Is there another memory-option where I could put this vector to, so that every thread in every block can quicly read it?

warp is a basic unit, it is __synch implicitly. you don’t need divergent path for threadIdx.x < 32

your thread block is 64 x 8 and then 0 <= threadIdx.x < 32 becomes a warp.

tyr to modify the code

//int s=32;

	if (threadIdx.x<32)

		s_data[threadId]=s_data[threadId]+s_data[threadId+32];

	//__syncthreads();

	//s=16;

	if (threadIdx.x<16)

		s_data[threadId]=s_data[threadId]+s_data[threadId+16];

	//__syncthreads();

	//s=8;

	if (threadIdx.x<8)

		s_data[threadId]=s_data[threadId]+s_data[threadId+8];

	//__syncthreads();

	//s=4;

	if (threadIdx.x<4)

		s_data[threadId]=s_data[threadId]+s_data[threadId+4];

	//__syncthreads();

	//s=2;

	if (threadIdx.x<2)

		s_data[threadId]=s_data[threadId]+s_data[threadId+2];

	//__syncthreads();

	//s=1;

	if (threadIdx.x<1)

		s_data[threadId]=s_data[threadId]+s_data[threadId+1];

to

//int s=32;

   if (threadIdx.x<32){

		s_data[threadId]=s_data[threadId]+s_data[threadId+32];

		s_data[threadId]=s_data[threadId]+s_data[threadId+16];

		s_data[threadId]=s_data[threadId]+s_data[threadId+8];

		s_data[threadId]=s_data[threadId]+s_data[threadId+4];

		s_data[threadId]=s_data[threadId]+s_data[threadId+2];

		s_data[threadId]=s_data[threadId]+s_data[threadId+1];

   }

you can save divergent cost and __synch cost.

Hi LSChien,

that was a good hint! My latest time per run was

1.76ms

the new one is

1.36ms

thats nice! Thank you very much.

Another question that arose:

Is there an explanation, why that problem cannot be solved as good as other problems by cuda?

Julian

Edit: I got another 0.15ms per run by changing the blocksize from 512threads to 256 threads

really?

512 threads per block : 1.36 ms

256 threads per block : 0.15 ms

This is strange.

since your array is 1-dimension, I will suggest that

change

unsigned int blockId = gridDim.y*blockIdx.x+blockIdx.y;

to

unsigned int blockId = gridDim.x*blockIdx.y + blockIdx.x;

such that adjacent thread blocks access contiguous memory block.

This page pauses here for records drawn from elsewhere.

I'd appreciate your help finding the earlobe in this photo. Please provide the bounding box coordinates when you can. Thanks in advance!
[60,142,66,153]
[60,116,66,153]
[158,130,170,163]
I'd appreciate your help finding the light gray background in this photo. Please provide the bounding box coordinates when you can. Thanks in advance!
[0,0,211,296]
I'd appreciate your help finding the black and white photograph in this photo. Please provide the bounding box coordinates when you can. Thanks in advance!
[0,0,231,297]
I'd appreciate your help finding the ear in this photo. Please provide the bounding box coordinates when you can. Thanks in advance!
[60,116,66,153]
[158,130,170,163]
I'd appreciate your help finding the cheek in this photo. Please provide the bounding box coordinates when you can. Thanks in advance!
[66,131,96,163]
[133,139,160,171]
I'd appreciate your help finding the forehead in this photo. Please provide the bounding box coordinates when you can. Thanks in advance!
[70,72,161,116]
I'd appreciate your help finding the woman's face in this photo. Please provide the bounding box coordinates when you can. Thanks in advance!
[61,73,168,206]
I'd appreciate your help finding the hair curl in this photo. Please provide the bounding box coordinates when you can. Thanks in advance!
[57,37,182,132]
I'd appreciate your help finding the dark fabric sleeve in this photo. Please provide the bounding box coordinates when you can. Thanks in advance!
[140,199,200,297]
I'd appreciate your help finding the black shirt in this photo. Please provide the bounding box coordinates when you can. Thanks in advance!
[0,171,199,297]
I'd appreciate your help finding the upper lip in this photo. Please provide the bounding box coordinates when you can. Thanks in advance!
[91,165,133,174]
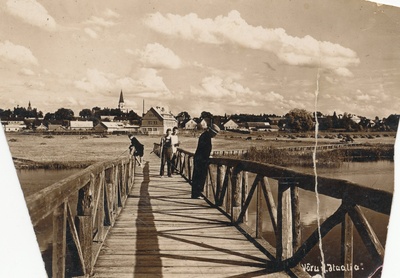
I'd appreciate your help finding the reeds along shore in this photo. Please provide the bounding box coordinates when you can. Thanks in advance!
[13,157,95,170]
[238,145,394,167]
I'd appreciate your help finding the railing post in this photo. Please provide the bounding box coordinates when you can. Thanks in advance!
[276,181,293,261]
[77,182,93,274]
[290,182,301,252]
[52,202,67,278]
[231,166,242,223]
[240,171,249,223]
[215,165,226,206]
[225,167,232,213]
[256,181,263,238]
[341,213,354,278]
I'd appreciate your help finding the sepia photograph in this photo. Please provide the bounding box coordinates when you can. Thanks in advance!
[0,0,400,278]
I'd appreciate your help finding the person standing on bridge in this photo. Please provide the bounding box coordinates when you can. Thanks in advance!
[192,124,220,199]
[171,126,179,173]
[160,128,172,177]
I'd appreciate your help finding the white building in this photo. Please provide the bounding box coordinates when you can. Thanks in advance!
[69,121,93,130]
[224,119,239,130]
[185,119,197,130]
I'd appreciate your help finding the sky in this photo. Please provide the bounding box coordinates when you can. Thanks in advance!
[0,0,400,118]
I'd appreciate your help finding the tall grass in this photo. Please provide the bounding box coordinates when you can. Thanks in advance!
[238,145,394,167]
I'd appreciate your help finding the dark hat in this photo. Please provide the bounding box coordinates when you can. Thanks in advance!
[210,124,221,134]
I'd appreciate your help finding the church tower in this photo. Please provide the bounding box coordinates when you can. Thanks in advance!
[118,90,125,111]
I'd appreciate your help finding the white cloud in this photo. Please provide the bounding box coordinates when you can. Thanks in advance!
[74,68,171,99]
[103,9,120,18]
[0,41,38,65]
[74,69,113,93]
[84,28,98,39]
[125,48,137,55]
[20,68,35,76]
[138,43,182,69]
[6,0,57,31]
[191,75,252,100]
[83,16,116,28]
[117,68,170,98]
[144,10,360,76]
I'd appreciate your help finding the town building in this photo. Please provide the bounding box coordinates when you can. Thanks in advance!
[246,122,271,131]
[69,121,93,131]
[118,90,125,111]
[2,121,26,132]
[185,119,197,130]
[223,119,239,130]
[140,106,178,135]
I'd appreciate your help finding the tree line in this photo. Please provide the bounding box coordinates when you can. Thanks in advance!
[0,107,400,132]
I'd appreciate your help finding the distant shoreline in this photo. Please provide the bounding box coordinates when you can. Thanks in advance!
[6,131,395,169]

your problem is memory-intensive, performance is limited by bandwidth.

bandwidth of GTX295 is 112GB/sec (only use one GPU)

In your problem, you need to load 120,000 64-integer from global memory into shared memory.

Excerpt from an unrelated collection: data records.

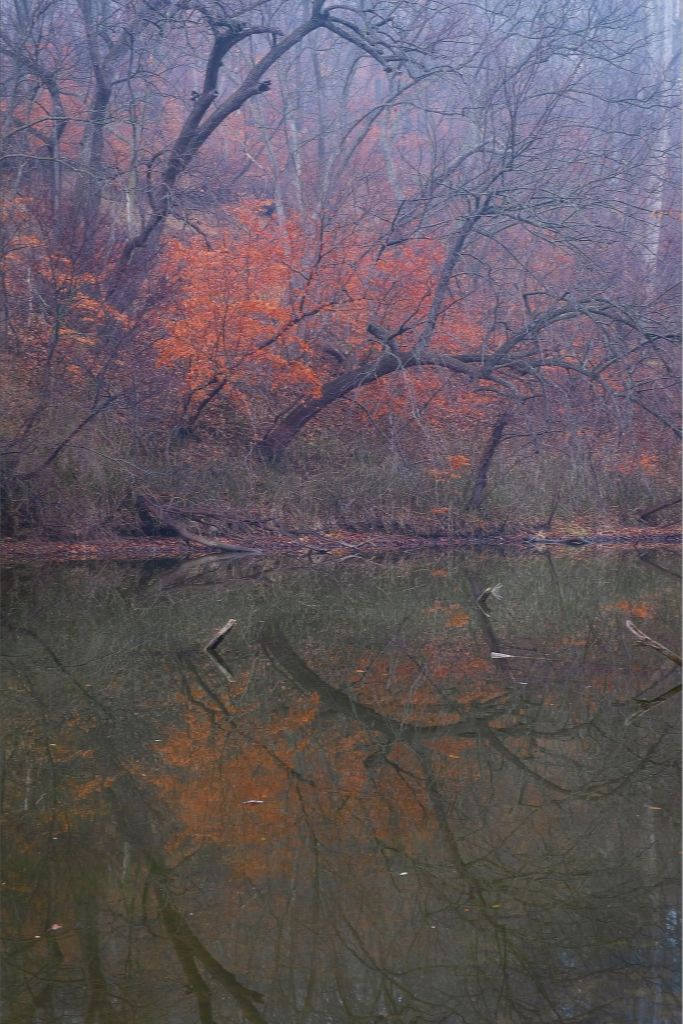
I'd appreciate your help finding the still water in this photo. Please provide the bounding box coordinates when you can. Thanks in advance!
[2,552,680,1024]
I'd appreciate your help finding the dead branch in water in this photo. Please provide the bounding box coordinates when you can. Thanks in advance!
[626,618,683,665]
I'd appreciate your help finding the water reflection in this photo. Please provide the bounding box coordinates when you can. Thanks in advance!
[2,553,680,1024]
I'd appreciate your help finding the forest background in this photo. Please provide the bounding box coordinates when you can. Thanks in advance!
[0,0,681,540]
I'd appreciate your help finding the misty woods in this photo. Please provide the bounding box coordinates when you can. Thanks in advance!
[0,0,680,538]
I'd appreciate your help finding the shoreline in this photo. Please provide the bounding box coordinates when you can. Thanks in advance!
[0,526,682,567]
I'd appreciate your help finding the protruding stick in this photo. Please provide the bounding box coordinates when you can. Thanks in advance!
[626,618,683,665]
[204,618,237,650]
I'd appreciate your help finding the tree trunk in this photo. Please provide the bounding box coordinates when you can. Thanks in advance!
[256,352,409,463]
[465,413,510,511]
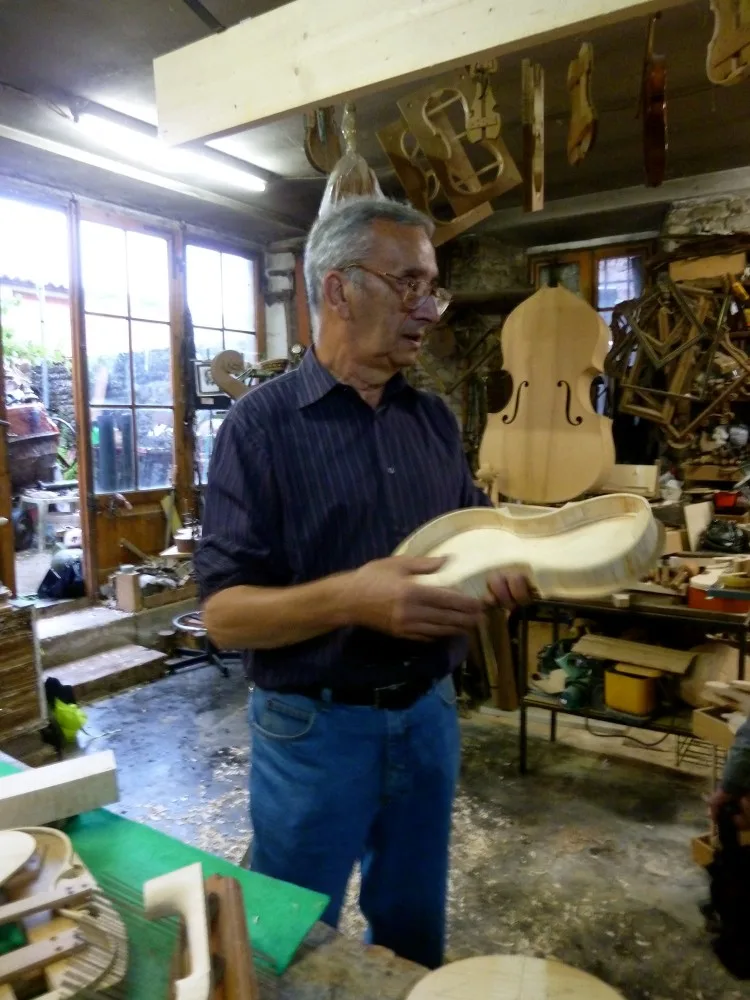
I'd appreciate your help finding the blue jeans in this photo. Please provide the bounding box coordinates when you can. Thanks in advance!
[250,677,460,968]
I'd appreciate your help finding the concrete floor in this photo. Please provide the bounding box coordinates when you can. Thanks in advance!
[82,667,750,1000]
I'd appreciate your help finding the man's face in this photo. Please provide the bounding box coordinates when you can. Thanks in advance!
[340,220,438,371]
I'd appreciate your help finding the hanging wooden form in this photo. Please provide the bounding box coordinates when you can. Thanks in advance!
[477,287,615,503]
[305,105,341,174]
[521,59,544,212]
[568,42,598,166]
[640,14,667,187]
[706,0,750,87]
[395,493,664,600]
[378,66,521,246]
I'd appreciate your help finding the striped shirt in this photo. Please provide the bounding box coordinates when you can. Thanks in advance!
[195,350,489,690]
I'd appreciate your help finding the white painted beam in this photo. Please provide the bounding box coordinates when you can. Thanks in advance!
[0,122,304,233]
[0,750,120,830]
[480,167,750,232]
[154,0,700,145]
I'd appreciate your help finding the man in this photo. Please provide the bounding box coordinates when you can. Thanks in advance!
[196,199,527,967]
[711,722,750,830]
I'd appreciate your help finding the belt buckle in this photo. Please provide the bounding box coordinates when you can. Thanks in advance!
[374,682,406,709]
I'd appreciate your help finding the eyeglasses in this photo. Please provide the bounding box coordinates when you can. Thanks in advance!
[339,264,453,316]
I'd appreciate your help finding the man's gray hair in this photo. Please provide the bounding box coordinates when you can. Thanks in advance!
[305,197,435,334]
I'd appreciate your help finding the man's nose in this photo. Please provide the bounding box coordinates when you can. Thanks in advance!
[412,295,440,323]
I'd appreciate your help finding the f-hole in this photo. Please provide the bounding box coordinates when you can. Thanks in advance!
[557,378,583,427]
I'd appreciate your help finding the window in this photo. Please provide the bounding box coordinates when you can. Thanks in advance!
[80,221,174,493]
[185,244,258,484]
[594,254,643,326]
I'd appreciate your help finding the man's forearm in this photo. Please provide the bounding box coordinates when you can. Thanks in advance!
[203,573,352,649]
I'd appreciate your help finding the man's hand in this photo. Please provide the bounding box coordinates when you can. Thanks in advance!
[708,788,750,830]
[487,573,531,611]
[346,556,484,642]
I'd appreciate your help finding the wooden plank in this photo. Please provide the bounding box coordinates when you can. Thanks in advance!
[0,878,96,927]
[0,930,86,995]
[0,750,119,830]
[573,635,695,674]
[669,253,747,281]
[154,0,688,145]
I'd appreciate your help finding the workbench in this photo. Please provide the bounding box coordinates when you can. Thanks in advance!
[0,751,427,1000]
[517,599,750,774]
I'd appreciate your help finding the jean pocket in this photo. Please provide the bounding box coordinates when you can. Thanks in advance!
[250,688,318,740]
[435,674,458,708]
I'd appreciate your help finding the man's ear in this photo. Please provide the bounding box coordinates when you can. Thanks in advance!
[323,271,351,319]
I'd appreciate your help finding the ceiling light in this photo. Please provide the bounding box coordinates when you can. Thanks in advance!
[78,111,266,192]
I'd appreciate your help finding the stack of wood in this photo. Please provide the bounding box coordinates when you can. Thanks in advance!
[0,604,44,741]
[605,258,750,454]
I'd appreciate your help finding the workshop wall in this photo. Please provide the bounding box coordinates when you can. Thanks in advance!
[662,192,750,250]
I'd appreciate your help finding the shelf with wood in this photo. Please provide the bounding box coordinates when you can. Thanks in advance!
[518,599,750,774]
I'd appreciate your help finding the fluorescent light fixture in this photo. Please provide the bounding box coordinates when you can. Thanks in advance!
[78,111,266,192]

performance is bounded by “load data into shared memory”

120,000 x 64 x 4 (byte) / (112GB/s) = 0.274 ms

however this number is larger than time of blocksize=256.

Can you describe how do you measure execution time of your kernel?

this was not clear enough. I meant, that I reduced the time per run by 0.15ms so now I’m at 1.21ms/run

EDIT: Measurement:

I use the cutil timer. I start it before kernel invokation, after kernel invokation I do a cudaThreadSync then I stop the timer and print its value.